Within the light of a post pandemic context marked by the experience of mortality, loneliness and introspection, a lot of artists have been led through a transformative journey of growth that has brought their artistic practices to various complex reimaginings of the idea of ‘Home’ in its physical, geographical manifestations. Artists conduct critical inquiries within specific political historical contexts, in direct conversation with established narratives produced by the state. These invoke landscapes of home with the objective to create visual counter narratives that dig up the dystopic histories of brutality and violence that get buried under romanticised representations of the landscape. Biswajit Thakuria’s installation Remembering The Landscape at the TVM venue dives into two contrasting archival resources documenting the same time period in Assam. One is a video projection of Republic Day parades from 1999-2001 that presents “a tableau of romantic landscape and cultural heritage”. In contrast, his installation of suspended walls made out of strips of the traditional Assamese gamcha coated in soil carry imprints of texts that talk about secret killings.

Anga Art collective stood out as distinct with a very strong curatorial direction within the biennale. Based in Assam, they oversaw curation across the eight different states from the North East. Based on a project that they were already working with called the No school project, they brought the workshop model of art practice and discourse generation into the biennale.

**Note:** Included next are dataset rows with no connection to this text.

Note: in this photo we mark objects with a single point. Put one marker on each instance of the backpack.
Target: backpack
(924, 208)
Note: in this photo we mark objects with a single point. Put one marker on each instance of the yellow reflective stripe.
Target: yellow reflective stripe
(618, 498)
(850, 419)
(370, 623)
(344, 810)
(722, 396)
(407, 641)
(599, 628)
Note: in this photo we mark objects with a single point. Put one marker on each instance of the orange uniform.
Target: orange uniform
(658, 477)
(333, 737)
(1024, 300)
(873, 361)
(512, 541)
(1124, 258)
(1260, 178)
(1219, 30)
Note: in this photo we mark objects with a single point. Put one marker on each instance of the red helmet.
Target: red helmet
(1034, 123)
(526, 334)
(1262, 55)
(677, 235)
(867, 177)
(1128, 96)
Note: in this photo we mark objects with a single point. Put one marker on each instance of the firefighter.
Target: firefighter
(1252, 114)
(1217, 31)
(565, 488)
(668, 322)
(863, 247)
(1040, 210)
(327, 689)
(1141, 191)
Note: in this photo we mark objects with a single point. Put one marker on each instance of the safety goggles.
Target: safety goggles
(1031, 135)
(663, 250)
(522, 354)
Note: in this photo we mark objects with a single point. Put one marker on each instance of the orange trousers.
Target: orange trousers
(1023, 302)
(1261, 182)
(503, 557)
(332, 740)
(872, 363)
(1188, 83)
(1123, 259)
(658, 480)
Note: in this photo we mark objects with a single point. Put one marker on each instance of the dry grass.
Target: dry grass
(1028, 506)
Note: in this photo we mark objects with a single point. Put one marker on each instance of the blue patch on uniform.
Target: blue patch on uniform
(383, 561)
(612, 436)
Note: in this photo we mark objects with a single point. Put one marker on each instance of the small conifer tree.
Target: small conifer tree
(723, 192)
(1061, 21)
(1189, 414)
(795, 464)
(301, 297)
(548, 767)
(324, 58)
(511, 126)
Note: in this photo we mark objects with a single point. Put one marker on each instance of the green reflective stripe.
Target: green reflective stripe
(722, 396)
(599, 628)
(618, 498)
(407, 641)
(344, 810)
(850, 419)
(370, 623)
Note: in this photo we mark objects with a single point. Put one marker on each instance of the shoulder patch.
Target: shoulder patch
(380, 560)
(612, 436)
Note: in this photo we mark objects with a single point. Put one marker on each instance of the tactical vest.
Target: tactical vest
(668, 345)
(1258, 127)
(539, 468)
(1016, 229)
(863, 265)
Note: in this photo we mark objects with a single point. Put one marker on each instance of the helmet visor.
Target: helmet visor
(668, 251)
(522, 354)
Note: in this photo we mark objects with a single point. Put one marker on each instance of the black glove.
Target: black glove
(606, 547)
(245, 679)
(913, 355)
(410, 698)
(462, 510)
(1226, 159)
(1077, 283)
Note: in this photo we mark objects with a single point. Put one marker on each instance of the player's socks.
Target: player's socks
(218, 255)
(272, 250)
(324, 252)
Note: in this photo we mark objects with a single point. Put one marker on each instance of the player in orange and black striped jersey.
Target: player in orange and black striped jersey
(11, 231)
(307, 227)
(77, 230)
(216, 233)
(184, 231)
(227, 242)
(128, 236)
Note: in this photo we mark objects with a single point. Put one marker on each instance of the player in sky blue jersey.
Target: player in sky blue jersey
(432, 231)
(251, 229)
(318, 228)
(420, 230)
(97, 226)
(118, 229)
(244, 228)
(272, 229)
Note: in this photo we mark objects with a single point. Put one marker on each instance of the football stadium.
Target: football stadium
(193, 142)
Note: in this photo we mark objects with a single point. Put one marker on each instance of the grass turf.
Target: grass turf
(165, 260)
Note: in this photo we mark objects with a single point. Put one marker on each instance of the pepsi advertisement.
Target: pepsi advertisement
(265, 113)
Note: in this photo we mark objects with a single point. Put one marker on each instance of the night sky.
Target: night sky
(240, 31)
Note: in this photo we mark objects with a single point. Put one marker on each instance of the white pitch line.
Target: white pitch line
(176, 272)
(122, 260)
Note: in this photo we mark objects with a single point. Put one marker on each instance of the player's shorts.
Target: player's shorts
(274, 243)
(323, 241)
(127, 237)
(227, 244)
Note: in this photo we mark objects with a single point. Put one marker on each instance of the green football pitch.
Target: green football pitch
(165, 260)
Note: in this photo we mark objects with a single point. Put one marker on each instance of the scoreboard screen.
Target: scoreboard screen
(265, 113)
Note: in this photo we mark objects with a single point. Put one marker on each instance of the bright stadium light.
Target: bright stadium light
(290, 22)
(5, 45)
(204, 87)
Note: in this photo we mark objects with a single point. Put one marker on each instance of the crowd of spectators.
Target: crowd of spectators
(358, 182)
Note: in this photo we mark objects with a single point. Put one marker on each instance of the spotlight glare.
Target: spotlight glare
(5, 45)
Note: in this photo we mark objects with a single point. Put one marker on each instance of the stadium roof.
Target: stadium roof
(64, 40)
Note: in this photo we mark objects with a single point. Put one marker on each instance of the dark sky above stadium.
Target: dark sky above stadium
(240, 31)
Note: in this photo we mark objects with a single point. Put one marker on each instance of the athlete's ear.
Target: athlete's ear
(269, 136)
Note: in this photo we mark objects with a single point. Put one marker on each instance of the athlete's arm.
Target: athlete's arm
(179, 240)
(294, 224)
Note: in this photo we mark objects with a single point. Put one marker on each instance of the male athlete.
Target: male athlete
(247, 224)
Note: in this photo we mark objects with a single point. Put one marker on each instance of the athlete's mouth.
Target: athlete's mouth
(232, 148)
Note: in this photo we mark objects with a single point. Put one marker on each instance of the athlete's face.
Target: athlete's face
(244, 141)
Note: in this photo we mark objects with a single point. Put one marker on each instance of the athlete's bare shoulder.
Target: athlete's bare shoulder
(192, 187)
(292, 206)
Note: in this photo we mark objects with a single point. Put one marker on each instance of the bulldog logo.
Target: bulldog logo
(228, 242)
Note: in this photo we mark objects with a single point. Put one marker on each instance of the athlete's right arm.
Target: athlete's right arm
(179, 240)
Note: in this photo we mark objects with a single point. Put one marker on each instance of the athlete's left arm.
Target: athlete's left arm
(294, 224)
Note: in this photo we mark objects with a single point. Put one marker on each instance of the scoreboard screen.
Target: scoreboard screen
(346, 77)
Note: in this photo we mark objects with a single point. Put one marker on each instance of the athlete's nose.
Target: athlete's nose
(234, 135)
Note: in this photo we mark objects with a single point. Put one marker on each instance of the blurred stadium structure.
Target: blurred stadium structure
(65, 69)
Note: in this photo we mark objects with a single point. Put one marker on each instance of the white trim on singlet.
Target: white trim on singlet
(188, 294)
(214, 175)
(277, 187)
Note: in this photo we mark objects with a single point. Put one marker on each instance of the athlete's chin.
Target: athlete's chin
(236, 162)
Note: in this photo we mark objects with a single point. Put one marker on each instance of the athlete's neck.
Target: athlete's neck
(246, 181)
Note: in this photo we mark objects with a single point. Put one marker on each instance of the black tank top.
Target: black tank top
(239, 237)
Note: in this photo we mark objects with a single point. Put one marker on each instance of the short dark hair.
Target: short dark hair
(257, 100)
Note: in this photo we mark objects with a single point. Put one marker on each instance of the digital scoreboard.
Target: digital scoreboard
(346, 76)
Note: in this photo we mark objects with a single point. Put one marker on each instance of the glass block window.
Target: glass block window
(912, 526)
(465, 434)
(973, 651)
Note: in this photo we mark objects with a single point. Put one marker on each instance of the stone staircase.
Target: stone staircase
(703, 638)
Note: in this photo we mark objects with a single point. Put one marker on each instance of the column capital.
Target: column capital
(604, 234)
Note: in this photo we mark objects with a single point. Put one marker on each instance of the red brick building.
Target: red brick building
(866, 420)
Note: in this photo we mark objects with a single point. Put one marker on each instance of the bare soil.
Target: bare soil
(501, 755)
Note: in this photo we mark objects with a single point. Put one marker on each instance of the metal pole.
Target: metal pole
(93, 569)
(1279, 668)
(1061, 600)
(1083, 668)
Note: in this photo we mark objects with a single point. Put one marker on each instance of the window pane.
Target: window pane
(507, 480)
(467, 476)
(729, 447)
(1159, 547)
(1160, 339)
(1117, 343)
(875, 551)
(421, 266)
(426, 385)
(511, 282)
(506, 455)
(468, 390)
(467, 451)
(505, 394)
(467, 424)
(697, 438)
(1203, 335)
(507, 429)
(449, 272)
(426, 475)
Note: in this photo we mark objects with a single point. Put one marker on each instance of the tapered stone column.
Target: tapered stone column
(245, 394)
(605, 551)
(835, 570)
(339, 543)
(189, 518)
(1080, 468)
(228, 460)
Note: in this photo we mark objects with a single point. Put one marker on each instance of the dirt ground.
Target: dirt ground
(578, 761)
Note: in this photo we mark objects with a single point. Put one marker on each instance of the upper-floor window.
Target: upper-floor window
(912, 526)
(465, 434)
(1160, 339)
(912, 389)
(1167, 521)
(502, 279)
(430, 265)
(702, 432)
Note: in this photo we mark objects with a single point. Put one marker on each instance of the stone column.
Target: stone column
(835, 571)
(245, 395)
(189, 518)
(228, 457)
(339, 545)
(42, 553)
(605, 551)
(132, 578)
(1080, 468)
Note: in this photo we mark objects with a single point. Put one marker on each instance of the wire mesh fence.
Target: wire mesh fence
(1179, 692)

The artists were challenged to work outside of institutional, academic modes of art making based on eastern or mainland institutional models that felt “delocalised” to the ways in which communities from various regions within the North East engaged with material. This produced exciting pedagogical formulations in the works of these artists, each drawing from their specific contexts that resulted in the Trust Shop by the Ingeuh group from Mizoram for instance. Based on the idea ofashopwithoutashopkeeper, relying on “the community’s idea of mutual trust and generosity”, one could pick up the goods being sold by placing money into the box that was kept to the side. Within the exhibition context, visitors could pick up objects in exchange for some possession of their own to be left in the shop. Bode Swuro from Nagaland saw his engagement with material in the form of setting up a black pottery workshop. The Tani Nyia Nyij Muj group from Arunachal Pradesh, recreated a “Forgotten Environment” - a traditional mise-en-scene of the age old Tani clan, where actual fire was made and pork was roasted over it.

Whether directly or on terms that resist definition, the works within the biennale sit with the idea of articulation, probing its various possibilities and impossibilities. Drawing various practices as well as curatorial inquiries out of established models and institutional structures, they ultimately remind us that there are no clear paths within the act of creation; it is the process that makes the path.